I have a gold jewelry dataset and I am trying to predict which Item will a customer buy using a multinomial logistic regression. Item has 4 categories: necklace, bracelet, earrings, ring.
Here's my code:
# Load the dataset
data <- read.csv("C:/Users/user/Desktop/LamehFinalDataProject.csv")
# Load the necessary libraries
library(nnet) # for multinom function
library(broom) # for tidy function
library(knitr) # for kable function
library(dplyr) # for data manipulation
# Build the multinomial logistic regression model
my.model <- multinom(Item ~ Age + Gender + Day + Time + Month + Manufacturer + Previous.Purchases + Special.Occasion + Price, data = data)
# Tidy the model and calculate odds ratios
tidy_result <- tidy(my.model, exponentiate = FALSE, conf.int = TRUE)
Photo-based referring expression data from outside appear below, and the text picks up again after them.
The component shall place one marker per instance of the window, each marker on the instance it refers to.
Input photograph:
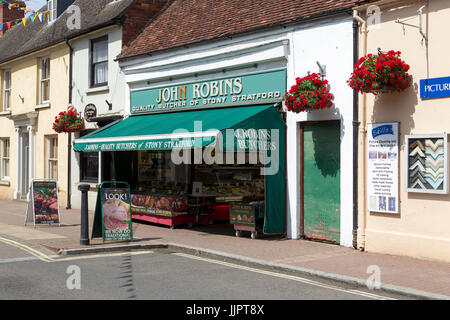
(89, 163)
(44, 80)
(99, 62)
(52, 157)
(89, 167)
(6, 90)
(52, 6)
(4, 159)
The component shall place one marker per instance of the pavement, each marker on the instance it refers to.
(423, 279)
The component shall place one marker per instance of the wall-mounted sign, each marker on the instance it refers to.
(382, 165)
(426, 163)
(90, 111)
(435, 88)
(258, 88)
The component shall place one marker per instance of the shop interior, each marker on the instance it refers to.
(226, 197)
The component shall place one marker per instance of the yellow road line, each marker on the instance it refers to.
(26, 248)
(285, 276)
(43, 257)
(92, 256)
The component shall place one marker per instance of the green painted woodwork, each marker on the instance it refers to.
(321, 181)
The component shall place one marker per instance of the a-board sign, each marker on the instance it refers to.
(112, 220)
(43, 205)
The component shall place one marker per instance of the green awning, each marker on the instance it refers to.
(254, 127)
(167, 131)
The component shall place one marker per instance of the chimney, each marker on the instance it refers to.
(10, 14)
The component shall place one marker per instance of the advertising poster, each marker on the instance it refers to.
(116, 214)
(44, 198)
(382, 167)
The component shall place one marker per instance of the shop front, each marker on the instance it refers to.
(203, 152)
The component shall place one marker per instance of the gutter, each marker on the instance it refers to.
(357, 21)
(69, 134)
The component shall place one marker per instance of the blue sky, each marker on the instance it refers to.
(35, 4)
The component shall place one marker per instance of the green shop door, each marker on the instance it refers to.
(320, 181)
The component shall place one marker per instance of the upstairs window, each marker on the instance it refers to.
(44, 82)
(99, 62)
(6, 90)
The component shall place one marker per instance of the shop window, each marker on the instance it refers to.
(52, 157)
(4, 155)
(89, 167)
(44, 82)
(99, 62)
(6, 90)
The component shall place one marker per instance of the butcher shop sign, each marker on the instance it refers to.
(113, 212)
(43, 207)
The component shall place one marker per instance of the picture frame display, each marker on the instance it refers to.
(426, 163)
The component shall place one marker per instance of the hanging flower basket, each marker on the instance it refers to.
(68, 121)
(309, 93)
(380, 73)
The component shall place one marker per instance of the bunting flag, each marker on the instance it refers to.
(33, 15)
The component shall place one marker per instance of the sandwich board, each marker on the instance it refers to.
(43, 203)
(112, 218)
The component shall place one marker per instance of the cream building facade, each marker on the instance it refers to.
(417, 29)
(34, 91)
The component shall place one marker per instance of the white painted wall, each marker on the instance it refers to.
(82, 95)
(296, 48)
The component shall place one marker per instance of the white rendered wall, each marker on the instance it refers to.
(298, 49)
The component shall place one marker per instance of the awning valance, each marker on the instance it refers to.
(176, 130)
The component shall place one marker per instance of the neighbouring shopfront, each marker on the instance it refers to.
(203, 151)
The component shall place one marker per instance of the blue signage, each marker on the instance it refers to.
(435, 88)
(381, 130)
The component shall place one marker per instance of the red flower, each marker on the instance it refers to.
(309, 93)
(383, 68)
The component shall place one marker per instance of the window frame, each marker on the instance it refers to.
(83, 175)
(6, 90)
(92, 65)
(3, 158)
(42, 80)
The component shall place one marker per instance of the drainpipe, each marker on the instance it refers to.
(69, 135)
(358, 20)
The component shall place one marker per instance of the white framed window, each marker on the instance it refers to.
(99, 62)
(6, 90)
(44, 80)
(4, 159)
(52, 7)
(51, 157)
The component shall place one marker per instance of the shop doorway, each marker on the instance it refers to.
(320, 181)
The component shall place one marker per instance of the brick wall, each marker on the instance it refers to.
(138, 16)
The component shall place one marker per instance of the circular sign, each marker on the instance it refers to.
(90, 111)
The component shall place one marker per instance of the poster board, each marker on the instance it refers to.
(112, 219)
(43, 203)
(383, 167)
(426, 163)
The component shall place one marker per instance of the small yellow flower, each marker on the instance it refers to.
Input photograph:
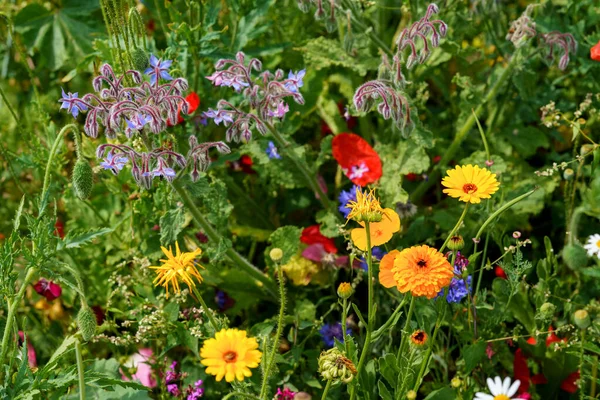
(470, 183)
(175, 267)
(365, 208)
(230, 354)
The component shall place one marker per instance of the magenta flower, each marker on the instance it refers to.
(48, 289)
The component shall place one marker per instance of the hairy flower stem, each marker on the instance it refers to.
(427, 357)
(371, 314)
(214, 236)
(466, 128)
(310, 178)
(458, 223)
(271, 360)
(80, 370)
(10, 319)
(207, 310)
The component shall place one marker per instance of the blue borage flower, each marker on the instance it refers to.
(330, 332)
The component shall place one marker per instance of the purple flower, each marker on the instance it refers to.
(344, 198)
(72, 103)
(294, 81)
(330, 332)
(272, 151)
(158, 68)
(115, 164)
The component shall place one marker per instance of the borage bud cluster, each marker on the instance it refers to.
(334, 366)
(265, 95)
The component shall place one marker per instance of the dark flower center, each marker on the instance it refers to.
(469, 188)
(230, 356)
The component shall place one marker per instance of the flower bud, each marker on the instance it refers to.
(456, 243)
(345, 290)
(83, 179)
(140, 59)
(86, 321)
(575, 256)
(581, 318)
(334, 366)
(276, 254)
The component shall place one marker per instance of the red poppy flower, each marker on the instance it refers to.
(595, 52)
(313, 235)
(193, 103)
(48, 289)
(358, 160)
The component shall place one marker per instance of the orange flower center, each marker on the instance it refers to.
(469, 188)
(230, 357)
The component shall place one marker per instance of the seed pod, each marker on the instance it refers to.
(86, 321)
(83, 179)
(575, 256)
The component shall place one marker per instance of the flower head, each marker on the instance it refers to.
(330, 332)
(48, 289)
(470, 183)
(593, 245)
(158, 68)
(175, 267)
(359, 162)
(230, 354)
(501, 390)
(421, 270)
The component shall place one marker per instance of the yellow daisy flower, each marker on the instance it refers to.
(470, 183)
(381, 232)
(230, 354)
(175, 267)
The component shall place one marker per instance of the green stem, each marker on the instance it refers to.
(370, 316)
(464, 131)
(10, 319)
(80, 370)
(207, 310)
(311, 180)
(425, 361)
(271, 360)
(324, 396)
(460, 220)
(215, 237)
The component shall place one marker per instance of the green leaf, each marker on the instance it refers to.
(76, 238)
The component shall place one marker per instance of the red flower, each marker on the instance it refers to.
(595, 52)
(313, 235)
(48, 289)
(500, 272)
(358, 160)
(193, 103)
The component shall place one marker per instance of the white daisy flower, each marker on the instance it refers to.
(593, 245)
(500, 390)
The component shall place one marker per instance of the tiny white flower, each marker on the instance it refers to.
(593, 245)
(501, 390)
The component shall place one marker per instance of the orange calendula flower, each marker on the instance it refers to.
(230, 354)
(175, 267)
(381, 232)
(421, 270)
(470, 183)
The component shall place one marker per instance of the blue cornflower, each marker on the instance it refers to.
(294, 81)
(72, 103)
(329, 332)
(158, 68)
(377, 254)
(115, 164)
(272, 151)
(344, 198)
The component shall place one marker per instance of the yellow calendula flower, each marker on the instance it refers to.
(230, 354)
(381, 232)
(470, 183)
(365, 208)
(181, 266)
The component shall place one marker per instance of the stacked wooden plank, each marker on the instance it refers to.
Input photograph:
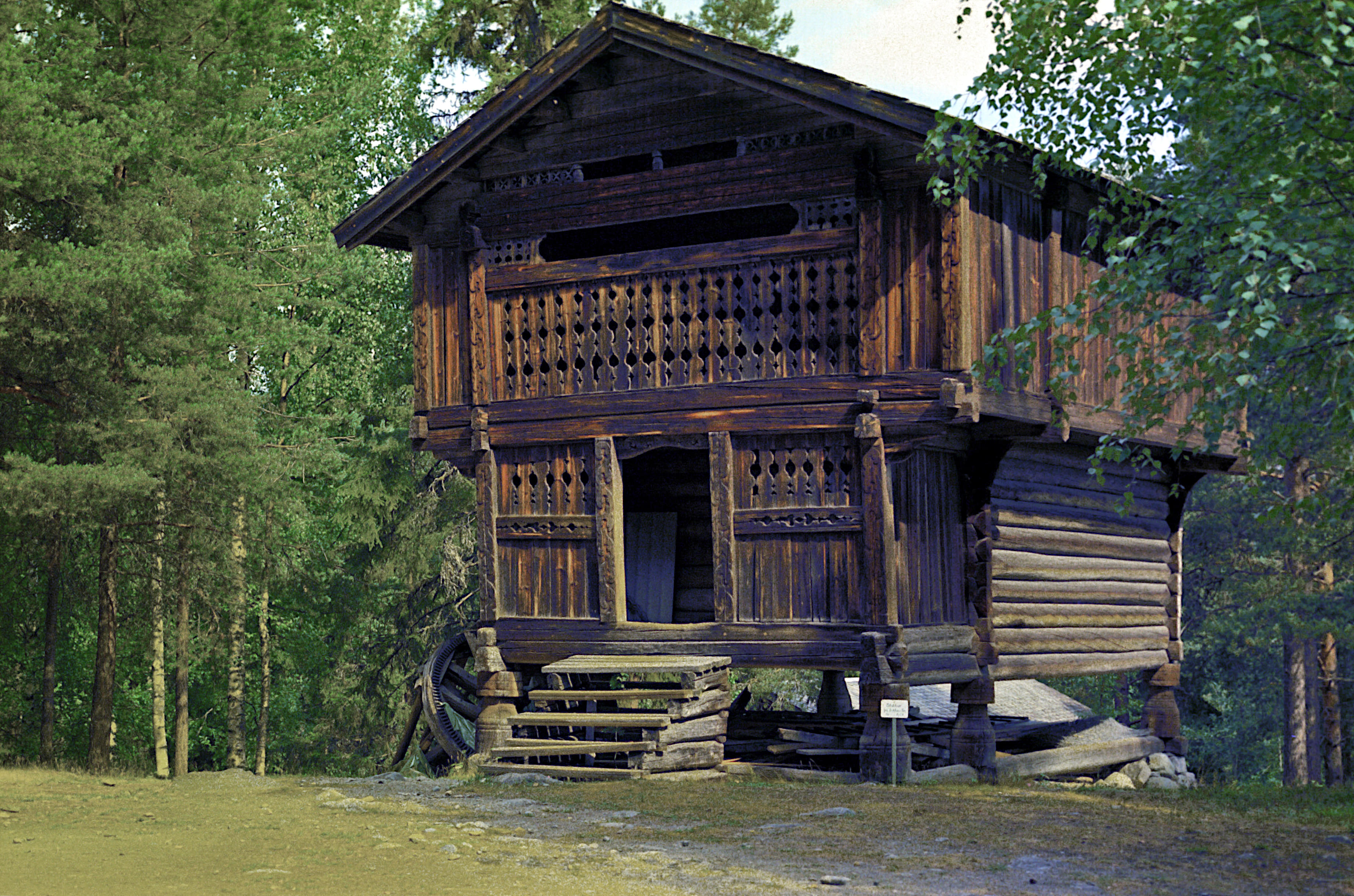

tidy_result_with_odds_ratios <- tidy_result %>%
mutate(odds_ratio = exp(estimate))
kable(tidy_result_with_odds_ratios, digits = 3, format = "markdown")
# Create a train-validation split
set.seed(123) # for reproducibility
split = sample(1:2, nrow(data), replace = TRUE, prob=c(0.7, 0.3))
train = data[split == 1, ]
valid = data[split == 2, ]
# Fit the model on the training set
my.model <- multinom(Item ~ Age + Gender + Day + Time + Month + Manufacturer + Previous.Purchases + Special.Occasion + Price, data = train)
# Make predictions on the validation set
predictions <- predict(my.model, newdata = valid, type = "class")
predictions <- as.factor(predictions)
# Load the caret package for performance metrics
library(caret)
# Calculate the confusion matrix
conf_matrix <- confusionMatrix(predictions, valid$Item)
print(conf_matrix)
The code is generating an error in the last 2 lines of the code, when I run the confusion matrix.
Here's what I'm getting:
Error in confusionMatrix.default(predictions, as.factor(valid$Item)): The data must contain some levels that overlap the reference.
When I try to check the levels here's what I'm getting:
> levels(valid$Item)
character(0)
> levels(predictions)
character(0)
I'm also checking the class of both:
> class(valid$Item)
[1] "factor"
> class(predictions)
[1] "factor"